HU Launches
Literary Reading Series with Award-Winning Poet
Hampton, VA -
Hampton University's Department
of English welcomes Ruth Forman, one of today's breakthrough female African-American
poets, on Oct. 27 from 7 p.m. to 9 p.m. in the Phenix Hall Auditorium.
Forman is being presented through the new HU Literary Reading Series, funded
by a $3,000 grant from the Virginia Foundation for the Humanities. The
series aims to engage the HU community in a vital dialogue highlighting
how literature represents and reflects African-American culture, traditions,
heritage, aesthetics, and current social issues.
"This series will attempt to uncover some of the nuances of African-American
culture that exist in fiction, poetry and narrative nonfiction. Those
nuances become visible within literary images that depict, catalog, harness
and translate African-American legacy and community," said Shonda
Buchanan, assistant professor of English, who spearheaded the grant request.
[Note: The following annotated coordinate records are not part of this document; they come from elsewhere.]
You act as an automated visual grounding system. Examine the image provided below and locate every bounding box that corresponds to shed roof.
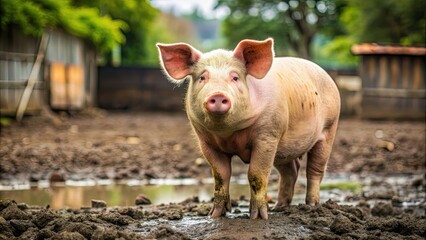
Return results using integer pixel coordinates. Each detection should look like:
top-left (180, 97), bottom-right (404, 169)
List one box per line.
top-left (351, 43), bottom-right (426, 56)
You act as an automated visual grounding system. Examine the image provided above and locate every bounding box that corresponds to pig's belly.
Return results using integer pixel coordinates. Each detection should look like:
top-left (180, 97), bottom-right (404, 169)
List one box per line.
top-left (276, 128), bottom-right (322, 161)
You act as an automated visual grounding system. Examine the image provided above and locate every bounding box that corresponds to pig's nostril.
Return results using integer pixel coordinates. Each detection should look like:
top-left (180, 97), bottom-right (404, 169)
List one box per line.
top-left (205, 94), bottom-right (231, 114)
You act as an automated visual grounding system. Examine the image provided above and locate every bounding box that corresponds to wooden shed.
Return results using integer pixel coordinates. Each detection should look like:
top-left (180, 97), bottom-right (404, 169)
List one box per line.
top-left (0, 27), bottom-right (97, 115)
top-left (352, 43), bottom-right (426, 119)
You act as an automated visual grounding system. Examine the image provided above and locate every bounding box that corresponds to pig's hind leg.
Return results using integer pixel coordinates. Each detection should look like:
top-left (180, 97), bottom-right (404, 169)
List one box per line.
top-left (200, 143), bottom-right (231, 218)
top-left (273, 155), bottom-right (300, 211)
top-left (306, 120), bottom-right (338, 206)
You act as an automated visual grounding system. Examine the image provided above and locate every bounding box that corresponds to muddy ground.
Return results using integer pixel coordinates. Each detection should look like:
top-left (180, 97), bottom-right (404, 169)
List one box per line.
top-left (0, 111), bottom-right (426, 239)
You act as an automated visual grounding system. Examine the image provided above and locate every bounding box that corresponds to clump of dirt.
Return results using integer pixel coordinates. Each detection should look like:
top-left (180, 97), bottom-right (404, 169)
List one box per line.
top-left (0, 112), bottom-right (426, 183)
top-left (0, 199), bottom-right (426, 239)
top-left (0, 113), bottom-right (426, 240)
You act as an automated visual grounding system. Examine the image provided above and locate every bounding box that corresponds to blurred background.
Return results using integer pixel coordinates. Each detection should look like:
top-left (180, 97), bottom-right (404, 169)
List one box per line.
top-left (0, 0), bottom-right (426, 119)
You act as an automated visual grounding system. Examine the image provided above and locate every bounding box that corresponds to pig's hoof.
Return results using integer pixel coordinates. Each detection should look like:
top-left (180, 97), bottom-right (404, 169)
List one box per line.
top-left (306, 199), bottom-right (319, 206)
top-left (209, 195), bottom-right (231, 218)
top-left (250, 206), bottom-right (268, 220)
top-left (209, 206), bottom-right (226, 218)
top-left (272, 204), bottom-right (288, 212)
top-left (250, 201), bottom-right (268, 219)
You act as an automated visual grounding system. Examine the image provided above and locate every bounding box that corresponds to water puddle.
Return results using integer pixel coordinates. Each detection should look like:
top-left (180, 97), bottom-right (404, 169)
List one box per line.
top-left (0, 173), bottom-right (424, 209)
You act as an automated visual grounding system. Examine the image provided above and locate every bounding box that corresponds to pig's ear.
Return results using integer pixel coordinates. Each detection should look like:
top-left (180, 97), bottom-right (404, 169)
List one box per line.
top-left (157, 43), bottom-right (202, 82)
top-left (234, 38), bottom-right (274, 79)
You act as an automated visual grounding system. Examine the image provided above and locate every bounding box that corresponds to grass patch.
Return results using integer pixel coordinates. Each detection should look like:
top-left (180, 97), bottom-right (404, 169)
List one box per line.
top-left (320, 182), bottom-right (361, 193)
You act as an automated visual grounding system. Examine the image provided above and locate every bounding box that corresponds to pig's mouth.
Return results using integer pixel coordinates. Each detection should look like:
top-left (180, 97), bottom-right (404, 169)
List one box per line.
top-left (204, 92), bottom-right (232, 116)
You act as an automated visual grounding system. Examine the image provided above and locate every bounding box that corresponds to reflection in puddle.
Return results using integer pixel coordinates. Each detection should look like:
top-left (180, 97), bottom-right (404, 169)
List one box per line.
top-left (0, 182), bottom-right (253, 209)
top-left (0, 175), bottom-right (424, 210)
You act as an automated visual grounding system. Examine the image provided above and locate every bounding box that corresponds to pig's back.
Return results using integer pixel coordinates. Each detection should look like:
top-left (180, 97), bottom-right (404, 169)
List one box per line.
top-left (265, 57), bottom-right (340, 157)
top-left (267, 57), bottom-right (340, 118)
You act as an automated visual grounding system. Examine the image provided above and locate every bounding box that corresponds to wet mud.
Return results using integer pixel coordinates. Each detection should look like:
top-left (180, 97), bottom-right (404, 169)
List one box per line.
top-left (0, 113), bottom-right (426, 239)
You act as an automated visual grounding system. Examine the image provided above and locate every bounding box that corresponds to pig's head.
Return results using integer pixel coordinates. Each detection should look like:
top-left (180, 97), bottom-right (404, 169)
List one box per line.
top-left (157, 38), bottom-right (274, 131)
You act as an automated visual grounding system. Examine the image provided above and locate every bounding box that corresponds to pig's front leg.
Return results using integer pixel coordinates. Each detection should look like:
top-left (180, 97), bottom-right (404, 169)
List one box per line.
top-left (201, 143), bottom-right (231, 218)
top-left (248, 137), bottom-right (277, 219)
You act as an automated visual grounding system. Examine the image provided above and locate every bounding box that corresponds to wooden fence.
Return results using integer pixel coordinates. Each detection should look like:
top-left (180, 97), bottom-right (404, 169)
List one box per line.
top-left (352, 44), bottom-right (426, 119)
top-left (0, 28), bottom-right (97, 115)
top-left (98, 67), bottom-right (186, 111)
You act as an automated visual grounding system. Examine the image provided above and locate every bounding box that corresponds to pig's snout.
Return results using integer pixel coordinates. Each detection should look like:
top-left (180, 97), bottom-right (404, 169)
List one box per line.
top-left (204, 93), bottom-right (231, 115)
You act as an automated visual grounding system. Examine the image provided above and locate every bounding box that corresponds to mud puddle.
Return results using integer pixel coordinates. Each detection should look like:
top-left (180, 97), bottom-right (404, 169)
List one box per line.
top-left (0, 177), bottom-right (361, 209)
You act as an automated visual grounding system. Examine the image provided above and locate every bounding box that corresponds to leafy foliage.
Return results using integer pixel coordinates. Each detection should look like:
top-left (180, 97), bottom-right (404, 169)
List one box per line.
top-left (0, 0), bottom-right (127, 51)
top-left (73, 0), bottom-right (159, 65)
top-left (218, 0), bottom-right (340, 58)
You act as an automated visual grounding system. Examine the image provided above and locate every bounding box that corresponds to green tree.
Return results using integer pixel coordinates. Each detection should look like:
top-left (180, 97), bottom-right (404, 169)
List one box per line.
top-left (217, 0), bottom-right (343, 58)
top-left (73, 0), bottom-right (159, 65)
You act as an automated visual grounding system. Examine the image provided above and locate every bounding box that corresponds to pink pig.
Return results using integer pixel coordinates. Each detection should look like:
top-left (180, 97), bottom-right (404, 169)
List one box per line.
top-left (157, 38), bottom-right (340, 219)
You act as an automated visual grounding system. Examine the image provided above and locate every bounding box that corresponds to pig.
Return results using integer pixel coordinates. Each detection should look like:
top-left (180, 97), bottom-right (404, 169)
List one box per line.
top-left (157, 38), bottom-right (340, 219)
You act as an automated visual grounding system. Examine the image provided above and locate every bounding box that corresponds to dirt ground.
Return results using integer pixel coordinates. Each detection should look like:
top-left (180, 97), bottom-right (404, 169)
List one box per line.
top-left (0, 110), bottom-right (426, 239)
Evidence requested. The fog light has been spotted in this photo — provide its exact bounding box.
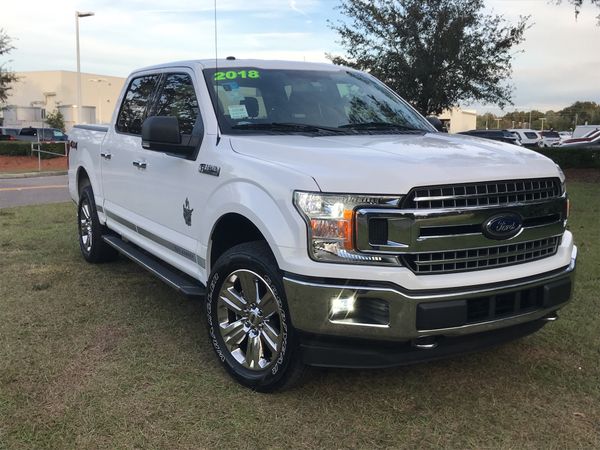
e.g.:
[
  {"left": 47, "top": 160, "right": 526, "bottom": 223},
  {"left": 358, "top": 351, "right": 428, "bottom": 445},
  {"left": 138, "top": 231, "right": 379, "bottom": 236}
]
[{"left": 331, "top": 295, "right": 356, "bottom": 316}]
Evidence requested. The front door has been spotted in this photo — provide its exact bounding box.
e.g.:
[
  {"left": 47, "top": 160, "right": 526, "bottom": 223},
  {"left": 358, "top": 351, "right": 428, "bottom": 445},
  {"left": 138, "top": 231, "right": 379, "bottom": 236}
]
[{"left": 124, "top": 68, "right": 216, "bottom": 276}]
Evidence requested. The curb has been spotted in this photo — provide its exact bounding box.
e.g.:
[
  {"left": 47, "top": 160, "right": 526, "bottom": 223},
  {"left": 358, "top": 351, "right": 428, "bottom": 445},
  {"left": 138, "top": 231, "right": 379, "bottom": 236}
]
[{"left": 0, "top": 170, "right": 67, "bottom": 180}]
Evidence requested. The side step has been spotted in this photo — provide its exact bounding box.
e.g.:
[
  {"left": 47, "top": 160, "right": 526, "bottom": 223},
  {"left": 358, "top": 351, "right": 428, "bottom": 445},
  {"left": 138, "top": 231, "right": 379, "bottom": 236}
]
[{"left": 102, "top": 235, "right": 206, "bottom": 297}]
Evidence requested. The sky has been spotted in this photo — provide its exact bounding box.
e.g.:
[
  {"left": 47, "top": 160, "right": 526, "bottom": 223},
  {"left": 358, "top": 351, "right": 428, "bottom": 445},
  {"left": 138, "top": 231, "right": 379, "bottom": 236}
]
[{"left": 0, "top": 0, "right": 600, "bottom": 113}]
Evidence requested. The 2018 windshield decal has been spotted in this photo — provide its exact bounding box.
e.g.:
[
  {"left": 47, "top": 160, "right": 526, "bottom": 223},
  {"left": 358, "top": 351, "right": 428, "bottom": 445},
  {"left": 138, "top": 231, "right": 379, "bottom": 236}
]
[{"left": 215, "top": 70, "right": 260, "bottom": 81}]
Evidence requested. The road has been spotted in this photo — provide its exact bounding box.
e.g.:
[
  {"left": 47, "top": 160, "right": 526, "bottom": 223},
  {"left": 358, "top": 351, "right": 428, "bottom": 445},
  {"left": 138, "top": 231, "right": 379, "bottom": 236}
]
[{"left": 0, "top": 175, "right": 71, "bottom": 208}]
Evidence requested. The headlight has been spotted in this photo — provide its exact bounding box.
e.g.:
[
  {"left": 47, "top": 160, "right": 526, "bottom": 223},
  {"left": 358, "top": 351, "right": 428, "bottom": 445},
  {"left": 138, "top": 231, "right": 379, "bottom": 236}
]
[{"left": 294, "top": 191, "right": 400, "bottom": 263}]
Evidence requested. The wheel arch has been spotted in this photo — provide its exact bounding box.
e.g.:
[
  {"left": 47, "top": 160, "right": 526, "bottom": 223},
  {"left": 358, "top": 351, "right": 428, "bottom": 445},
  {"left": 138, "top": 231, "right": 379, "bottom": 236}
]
[
  {"left": 207, "top": 212, "right": 272, "bottom": 270},
  {"left": 201, "top": 182, "right": 306, "bottom": 275}
]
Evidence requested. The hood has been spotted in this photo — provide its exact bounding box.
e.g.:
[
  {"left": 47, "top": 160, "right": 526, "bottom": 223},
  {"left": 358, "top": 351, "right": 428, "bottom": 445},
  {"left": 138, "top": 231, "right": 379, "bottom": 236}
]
[{"left": 231, "top": 133, "right": 559, "bottom": 195}]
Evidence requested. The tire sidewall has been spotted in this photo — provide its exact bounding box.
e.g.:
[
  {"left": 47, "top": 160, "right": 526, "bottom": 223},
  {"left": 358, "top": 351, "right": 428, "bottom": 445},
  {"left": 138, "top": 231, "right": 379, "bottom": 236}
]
[
  {"left": 77, "top": 185, "right": 102, "bottom": 261},
  {"left": 206, "top": 248, "right": 296, "bottom": 391}
]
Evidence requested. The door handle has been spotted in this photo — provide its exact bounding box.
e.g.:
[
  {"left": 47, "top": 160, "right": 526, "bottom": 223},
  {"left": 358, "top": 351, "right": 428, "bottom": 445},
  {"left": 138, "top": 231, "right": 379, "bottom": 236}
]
[{"left": 132, "top": 161, "right": 147, "bottom": 169}]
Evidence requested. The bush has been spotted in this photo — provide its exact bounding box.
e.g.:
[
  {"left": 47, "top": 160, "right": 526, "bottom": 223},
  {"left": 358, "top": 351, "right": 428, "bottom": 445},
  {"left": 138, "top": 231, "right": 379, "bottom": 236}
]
[
  {"left": 0, "top": 141, "right": 65, "bottom": 159},
  {"left": 533, "top": 145, "right": 600, "bottom": 169}
]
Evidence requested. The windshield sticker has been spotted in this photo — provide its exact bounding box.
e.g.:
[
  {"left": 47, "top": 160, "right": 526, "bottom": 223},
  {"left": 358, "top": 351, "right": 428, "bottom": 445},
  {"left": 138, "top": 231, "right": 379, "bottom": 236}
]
[
  {"left": 221, "top": 81, "right": 240, "bottom": 92},
  {"left": 215, "top": 70, "right": 260, "bottom": 81},
  {"left": 228, "top": 105, "right": 248, "bottom": 119}
]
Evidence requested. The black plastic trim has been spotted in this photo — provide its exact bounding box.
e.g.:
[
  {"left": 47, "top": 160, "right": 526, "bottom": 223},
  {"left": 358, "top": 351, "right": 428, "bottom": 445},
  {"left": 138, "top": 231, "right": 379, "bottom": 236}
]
[{"left": 300, "top": 314, "right": 551, "bottom": 369}]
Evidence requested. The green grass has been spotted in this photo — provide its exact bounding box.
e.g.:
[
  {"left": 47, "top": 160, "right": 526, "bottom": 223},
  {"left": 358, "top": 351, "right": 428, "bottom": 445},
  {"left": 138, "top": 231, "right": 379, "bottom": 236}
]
[{"left": 0, "top": 183, "right": 600, "bottom": 449}]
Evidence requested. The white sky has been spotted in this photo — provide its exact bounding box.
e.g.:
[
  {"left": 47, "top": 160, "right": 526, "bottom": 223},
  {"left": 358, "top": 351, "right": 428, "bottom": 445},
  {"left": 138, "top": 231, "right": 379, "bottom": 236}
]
[{"left": 0, "top": 0, "right": 600, "bottom": 112}]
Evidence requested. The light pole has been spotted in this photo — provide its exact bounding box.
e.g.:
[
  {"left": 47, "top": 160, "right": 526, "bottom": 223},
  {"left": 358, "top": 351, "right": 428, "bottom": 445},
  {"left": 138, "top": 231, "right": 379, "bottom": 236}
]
[
  {"left": 89, "top": 78, "right": 110, "bottom": 123},
  {"left": 74, "top": 11, "right": 94, "bottom": 122}
]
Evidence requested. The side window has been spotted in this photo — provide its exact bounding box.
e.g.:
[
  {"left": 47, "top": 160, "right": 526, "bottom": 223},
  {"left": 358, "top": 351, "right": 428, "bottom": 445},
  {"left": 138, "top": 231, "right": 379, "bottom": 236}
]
[
  {"left": 152, "top": 73, "right": 200, "bottom": 135},
  {"left": 116, "top": 75, "right": 158, "bottom": 134}
]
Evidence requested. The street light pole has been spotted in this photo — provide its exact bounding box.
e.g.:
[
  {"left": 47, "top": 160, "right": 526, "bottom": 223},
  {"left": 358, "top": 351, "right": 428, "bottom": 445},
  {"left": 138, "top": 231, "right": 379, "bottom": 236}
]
[{"left": 74, "top": 11, "right": 94, "bottom": 122}]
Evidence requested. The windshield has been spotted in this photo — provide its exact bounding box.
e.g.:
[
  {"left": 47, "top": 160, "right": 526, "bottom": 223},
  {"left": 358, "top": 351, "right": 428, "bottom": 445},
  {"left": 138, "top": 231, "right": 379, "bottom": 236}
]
[{"left": 204, "top": 67, "right": 435, "bottom": 134}]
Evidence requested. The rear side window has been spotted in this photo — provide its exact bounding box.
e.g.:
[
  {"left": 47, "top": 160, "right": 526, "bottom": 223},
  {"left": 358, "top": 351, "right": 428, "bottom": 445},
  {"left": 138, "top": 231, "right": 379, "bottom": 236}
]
[
  {"left": 116, "top": 75, "right": 158, "bottom": 134},
  {"left": 152, "top": 73, "right": 200, "bottom": 134}
]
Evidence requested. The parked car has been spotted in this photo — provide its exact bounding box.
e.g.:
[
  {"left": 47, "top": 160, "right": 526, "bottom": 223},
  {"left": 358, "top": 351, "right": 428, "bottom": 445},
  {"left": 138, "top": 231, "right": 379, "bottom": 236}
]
[
  {"left": 17, "top": 127, "right": 69, "bottom": 142},
  {"left": 560, "top": 125, "right": 600, "bottom": 147},
  {"left": 508, "top": 128, "right": 542, "bottom": 147},
  {"left": 558, "top": 131, "right": 573, "bottom": 144},
  {"left": 0, "top": 127, "right": 19, "bottom": 141},
  {"left": 458, "top": 130, "right": 521, "bottom": 145},
  {"left": 539, "top": 130, "right": 560, "bottom": 147},
  {"left": 68, "top": 59, "right": 577, "bottom": 391}
]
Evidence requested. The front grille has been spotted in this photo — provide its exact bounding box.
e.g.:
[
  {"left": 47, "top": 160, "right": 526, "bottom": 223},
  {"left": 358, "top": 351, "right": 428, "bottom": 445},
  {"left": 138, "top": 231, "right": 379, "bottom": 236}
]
[
  {"left": 403, "top": 178, "right": 562, "bottom": 209},
  {"left": 402, "top": 236, "right": 561, "bottom": 274}
]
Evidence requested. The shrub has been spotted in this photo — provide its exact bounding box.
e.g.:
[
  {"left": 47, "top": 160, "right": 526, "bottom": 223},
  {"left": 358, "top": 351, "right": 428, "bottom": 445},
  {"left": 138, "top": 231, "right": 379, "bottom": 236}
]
[{"left": 0, "top": 141, "right": 65, "bottom": 159}]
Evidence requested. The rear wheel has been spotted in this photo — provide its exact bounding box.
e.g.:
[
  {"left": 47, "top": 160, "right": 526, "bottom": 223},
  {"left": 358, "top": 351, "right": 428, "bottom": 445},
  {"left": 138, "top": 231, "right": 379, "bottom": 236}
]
[
  {"left": 77, "top": 185, "right": 119, "bottom": 263},
  {"left": 206, "top": 242, "right": 303, "bottom": 392}
]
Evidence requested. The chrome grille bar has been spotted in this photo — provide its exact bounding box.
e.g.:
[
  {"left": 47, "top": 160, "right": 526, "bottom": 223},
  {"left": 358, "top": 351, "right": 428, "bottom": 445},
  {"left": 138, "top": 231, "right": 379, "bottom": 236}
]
[
  {"left": 403, "top": 178, "right": 562, "bottom": 209},
  {"left": 402, "top": 236, "right": 561, "bottom": 274}
]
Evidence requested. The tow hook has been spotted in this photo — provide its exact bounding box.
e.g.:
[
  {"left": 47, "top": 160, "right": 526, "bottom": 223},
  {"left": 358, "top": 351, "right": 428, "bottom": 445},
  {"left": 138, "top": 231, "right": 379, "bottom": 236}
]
[
  {"left": 542, "top": 311, "right": 558, "bottom": 322},
  {"left": 412, "top": 336, "right": 438, "bottom": 350}
]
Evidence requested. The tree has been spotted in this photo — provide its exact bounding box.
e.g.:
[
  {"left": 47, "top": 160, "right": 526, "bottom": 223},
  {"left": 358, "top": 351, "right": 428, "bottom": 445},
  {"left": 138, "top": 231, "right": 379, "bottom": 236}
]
[
  {"left": 327, "top": 0, "right": 529, "bottom": 114},
  {"left": 46, "top": 109, "right": 65, "bottom": 131},
  {"left": 0, "top": 28, "right": 18, "bottom": 103}
]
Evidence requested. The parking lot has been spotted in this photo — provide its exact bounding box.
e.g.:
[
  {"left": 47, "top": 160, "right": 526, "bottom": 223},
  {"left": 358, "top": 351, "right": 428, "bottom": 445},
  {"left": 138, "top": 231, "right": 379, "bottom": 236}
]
[{"left": 0, "top": 178, "right": 600, "bottom": 448}]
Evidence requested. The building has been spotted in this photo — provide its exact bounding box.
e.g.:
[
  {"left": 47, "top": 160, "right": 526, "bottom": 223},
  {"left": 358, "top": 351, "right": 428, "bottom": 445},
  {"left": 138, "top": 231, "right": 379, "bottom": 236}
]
[
  {"left": 2, "top": 70, "right": 125, "bottom": 130},
  {"left": 438, "top": 108, "right": 477, "bottom": 133}
]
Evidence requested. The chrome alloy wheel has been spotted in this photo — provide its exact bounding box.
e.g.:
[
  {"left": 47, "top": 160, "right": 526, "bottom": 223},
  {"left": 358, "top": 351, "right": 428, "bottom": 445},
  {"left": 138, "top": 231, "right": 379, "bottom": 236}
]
[
  {"left": 217, "top": 269, "right": 284, "bottom": 370},
  {"left": 79, "top": 200, "right": 92, "bottom": 253}
]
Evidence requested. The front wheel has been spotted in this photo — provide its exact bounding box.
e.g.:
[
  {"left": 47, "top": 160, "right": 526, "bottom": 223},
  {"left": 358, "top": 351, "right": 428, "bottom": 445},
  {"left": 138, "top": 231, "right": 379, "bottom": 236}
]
[{"left": 206, "top": 242, "right": 303, "bottom": 392}]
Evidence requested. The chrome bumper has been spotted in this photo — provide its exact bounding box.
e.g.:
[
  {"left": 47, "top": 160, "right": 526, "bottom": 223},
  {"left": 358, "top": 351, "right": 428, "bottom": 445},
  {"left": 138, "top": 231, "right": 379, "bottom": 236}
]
[{"left": 284, "top": 247, "right": 577, "bottom": 342}]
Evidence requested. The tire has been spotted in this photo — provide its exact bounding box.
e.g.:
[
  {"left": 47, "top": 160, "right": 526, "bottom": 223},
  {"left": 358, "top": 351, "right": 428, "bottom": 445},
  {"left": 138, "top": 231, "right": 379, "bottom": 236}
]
[
  {"left": 77, "top": 185, "right": 119, "bottom": 263},
  {"left": 206, "top": 242, "right": 304, "bottom": 392}
]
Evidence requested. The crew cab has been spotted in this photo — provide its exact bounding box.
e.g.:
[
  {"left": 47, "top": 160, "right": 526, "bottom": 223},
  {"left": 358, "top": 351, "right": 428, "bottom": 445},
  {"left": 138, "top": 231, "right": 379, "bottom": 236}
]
[{"left": 69, "top": 58, "right": 577, "bottom": 392}]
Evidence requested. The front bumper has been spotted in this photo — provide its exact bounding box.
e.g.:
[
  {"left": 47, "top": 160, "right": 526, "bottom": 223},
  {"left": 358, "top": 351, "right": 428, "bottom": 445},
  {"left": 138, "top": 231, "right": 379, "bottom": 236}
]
[{"left": 284, "top": 247, "right": 577, "bottom": 366}]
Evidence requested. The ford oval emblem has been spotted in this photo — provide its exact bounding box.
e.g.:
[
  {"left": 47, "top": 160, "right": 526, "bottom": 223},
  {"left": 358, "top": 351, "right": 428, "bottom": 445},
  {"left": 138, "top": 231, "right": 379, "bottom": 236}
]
[{"left": 483, "top": 213, "right": 523, "bottom": 239}]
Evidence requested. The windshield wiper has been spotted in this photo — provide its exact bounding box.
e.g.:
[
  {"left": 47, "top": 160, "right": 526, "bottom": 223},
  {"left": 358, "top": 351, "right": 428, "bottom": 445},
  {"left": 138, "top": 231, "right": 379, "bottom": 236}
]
[
  {"left": 340, "top": 122, "right": 427, "bottom": 132},
  {"left": 231, "top": 122, "right": 343, "bottom": 133}
]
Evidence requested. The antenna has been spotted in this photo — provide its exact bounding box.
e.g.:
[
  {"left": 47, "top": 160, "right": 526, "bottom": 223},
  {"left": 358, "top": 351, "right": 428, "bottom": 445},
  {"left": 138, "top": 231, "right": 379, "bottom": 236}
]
[{"left": 214, "top": 0, "right": 221, "bottom": 146}]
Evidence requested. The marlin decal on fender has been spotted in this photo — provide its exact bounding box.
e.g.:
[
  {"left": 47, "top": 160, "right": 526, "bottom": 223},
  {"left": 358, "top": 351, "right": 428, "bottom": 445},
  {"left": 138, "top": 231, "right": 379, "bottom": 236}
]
[{"left": 183, "top": 197, "right": 194, "bottom": 227}]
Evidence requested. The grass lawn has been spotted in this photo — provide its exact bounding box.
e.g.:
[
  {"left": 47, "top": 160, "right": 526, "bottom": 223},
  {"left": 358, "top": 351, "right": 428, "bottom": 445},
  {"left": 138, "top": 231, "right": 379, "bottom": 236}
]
[{"left": 0, "top": 183, "right": 600, "bottom": 449}]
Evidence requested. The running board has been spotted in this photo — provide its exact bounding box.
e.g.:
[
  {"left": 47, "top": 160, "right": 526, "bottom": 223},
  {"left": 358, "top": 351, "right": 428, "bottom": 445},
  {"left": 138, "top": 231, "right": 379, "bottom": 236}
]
[{"left": 102, "top": 235, "right": 206, "bottom": 297}]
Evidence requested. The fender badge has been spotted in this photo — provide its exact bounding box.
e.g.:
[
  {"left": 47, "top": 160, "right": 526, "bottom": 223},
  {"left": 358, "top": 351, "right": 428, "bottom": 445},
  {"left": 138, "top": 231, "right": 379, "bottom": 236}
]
[
  {"left": 183, "top": 198, "right": 194, "bottom": 227},
  {"left": 198, "top": 164, "right": 221, "bottom": 177}
]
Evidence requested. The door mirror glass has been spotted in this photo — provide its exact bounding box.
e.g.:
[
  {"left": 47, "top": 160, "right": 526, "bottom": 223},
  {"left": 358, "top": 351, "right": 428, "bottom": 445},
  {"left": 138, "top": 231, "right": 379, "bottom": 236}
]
[
  {"left": 427, "top": 116, "right": 448, "bottom": 133},
  {"left": 142, "top": 116, "right": 194, "bottom": 155}
]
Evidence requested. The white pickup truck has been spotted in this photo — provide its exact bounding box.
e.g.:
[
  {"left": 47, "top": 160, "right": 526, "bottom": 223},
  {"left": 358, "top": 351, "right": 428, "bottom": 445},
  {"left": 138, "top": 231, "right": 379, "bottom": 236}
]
[{"left": 69, "top": 58, "right": 577, "bottom": 391}]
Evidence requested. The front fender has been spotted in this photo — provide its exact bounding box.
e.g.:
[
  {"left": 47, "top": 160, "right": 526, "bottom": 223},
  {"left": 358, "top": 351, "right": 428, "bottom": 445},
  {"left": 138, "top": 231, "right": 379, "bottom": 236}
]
[{"left": 200, "top": 180, "right": 316, "bottom": 267}]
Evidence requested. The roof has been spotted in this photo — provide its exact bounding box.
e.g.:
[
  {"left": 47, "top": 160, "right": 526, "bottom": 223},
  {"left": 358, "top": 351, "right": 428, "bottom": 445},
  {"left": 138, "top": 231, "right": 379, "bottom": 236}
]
[{"left": 134, "top": 59, "right": 348, "bottom": 72}]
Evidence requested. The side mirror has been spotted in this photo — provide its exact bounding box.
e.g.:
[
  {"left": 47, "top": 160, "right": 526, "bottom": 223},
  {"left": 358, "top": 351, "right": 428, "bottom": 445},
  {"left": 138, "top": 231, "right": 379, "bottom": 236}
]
[
  {"left": 427, "top": 116, "right": 448, "bottom": 133},
  {"left": 142, "top": 116, "right": 194, "bottom": 156}
]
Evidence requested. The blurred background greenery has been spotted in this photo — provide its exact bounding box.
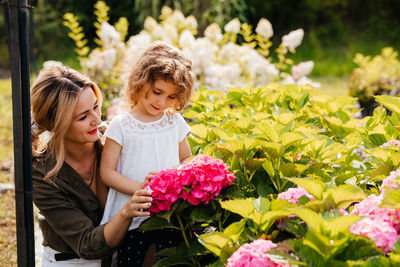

Award-winning poet Forman is the first author to participate in the
series. Her first book, We Are the Young Magicians, earned Forman wide
acclaim for her fresh approach to poetry and a 1994 Barnard New Women
Poets Prize. The American Library Association listed the book as a 2001
Popular Paperback for Young Adults. Renaissance, Forman's second book
of poetry, won the 1999 Pen Oakland Josephine Miles Award for Poetry and
received a Pulitzer Prize nomination.
The Library Journal has called Forman's works stunning and beautiful,
saying, "through references to writers of the Harlem Renaissance,
the work builds a bridge for a new generation. These poems acknowledge
some painful history, both personal and collective, but they lift us from
that pain."
Following Forman, the Literary Reading Series
will present Nikki Finney on Nov. 17 from 7 p.m. to 9 p.m. in Phenix Hall
Auditorium. Finney is an associate professor of creative writing at the
University of Kentucky and the the author of On Wings Made of Gauze, Heartwood,
and Rice, the latter was the 1999 recipient of a PEN American Open Book
Award.
Buchanan hopes the series will create meaningful conversation about
significant social, cultural and historical representations, while simultaneously
helping to define the meaning of identity and community of African Americans,
past and present.
"Oftentimes, providing a forum for dialogue enriches the text for
the reader, despite age, despite ethnicity," said Buchanan.